These things are all invented. Therefore, the future and what we want to see out of the future and create is also completely malleable, and completely a blank slate, and completely possible for us to choose if we're going to go into this imminent demise and catastrophic sort of cataclysmic of ecological disaster or we are going to figure out ways to move and make energy without a carbon footprint that's going to eat us up, et cetera, et cetera. So again, I do think that it's all our imagination manifesting into this physical realm.

we're really at a precipice right now where it's going to — where — where humans are going to knock humans off the earth. And so I can't think how important of a time it is for people to come together and work together on these issues. And yet it's sort of the antithesis of what we see happening with the rise of populism, and with our current policies, and with also these collective fictions that we adhere to like borders, and the state, and religion, and all these real false narratives that we've been concocting for centuries and now aren't working for us, and yet we're still adhering to.

So I think it is a time where humans have to completely rethink the way that they work together, the way that they learn from each other, and the way that they build the systems from which they're going to govern into the future. Because if not it's going to be really, really dark really, really soon.

F Scott Fitzgerald said that a first rate intelligence is the ability to hold two opposing ideas in the mind simultaneously and still retain the ability to function. So as much as one wants to tell someone, you know, that there's no way that they will ever see what they're seeing, in a way it's more productive to listen. And if we could all start listening to each other, that's a start. And if we could all start finding the things — if we could all start highlighting the things that potentially we agree on, because there must be some of those, opposed to the things that we completely disagree on, maybe then we can start to build structures to find some sort of peace.

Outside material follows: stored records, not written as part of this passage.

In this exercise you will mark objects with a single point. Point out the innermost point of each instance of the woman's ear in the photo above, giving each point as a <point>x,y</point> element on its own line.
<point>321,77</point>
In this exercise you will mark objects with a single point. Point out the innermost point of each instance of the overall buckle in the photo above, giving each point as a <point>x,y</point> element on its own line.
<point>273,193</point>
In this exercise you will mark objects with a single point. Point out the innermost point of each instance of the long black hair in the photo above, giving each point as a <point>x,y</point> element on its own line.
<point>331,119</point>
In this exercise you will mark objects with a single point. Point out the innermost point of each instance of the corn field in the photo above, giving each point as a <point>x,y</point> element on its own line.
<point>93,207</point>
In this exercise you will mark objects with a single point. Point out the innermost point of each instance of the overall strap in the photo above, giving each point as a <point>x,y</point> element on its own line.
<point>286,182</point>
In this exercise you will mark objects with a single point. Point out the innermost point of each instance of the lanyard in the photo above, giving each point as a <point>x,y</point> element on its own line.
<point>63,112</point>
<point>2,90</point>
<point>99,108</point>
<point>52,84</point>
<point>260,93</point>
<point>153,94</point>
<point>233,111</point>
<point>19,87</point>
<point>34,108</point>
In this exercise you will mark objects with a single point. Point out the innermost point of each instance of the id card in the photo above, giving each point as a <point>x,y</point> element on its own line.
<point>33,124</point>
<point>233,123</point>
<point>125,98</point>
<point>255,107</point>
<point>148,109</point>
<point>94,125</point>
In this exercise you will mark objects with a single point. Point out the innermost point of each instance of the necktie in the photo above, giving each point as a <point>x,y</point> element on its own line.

And I do wonder why we're not convening more the leadership of our economic engines. I don't understand why people aren't coming together across political divides and across corporate divides to work together not on their bottom lines but on how to figure out new systems. Because there is this group of incredible people who have built these crazy new kingdoms which are corporations that should kind of walk away from the economic interests for a minute and figure out how they can all work together. Because I think together as a group there is a way forward, but right now it seems that nobody's convening. We also have such a vacuum of leadership in our country that nobody has the convening power right now to bring people together to work together. And I find that to be one of our issues that we need to figure out.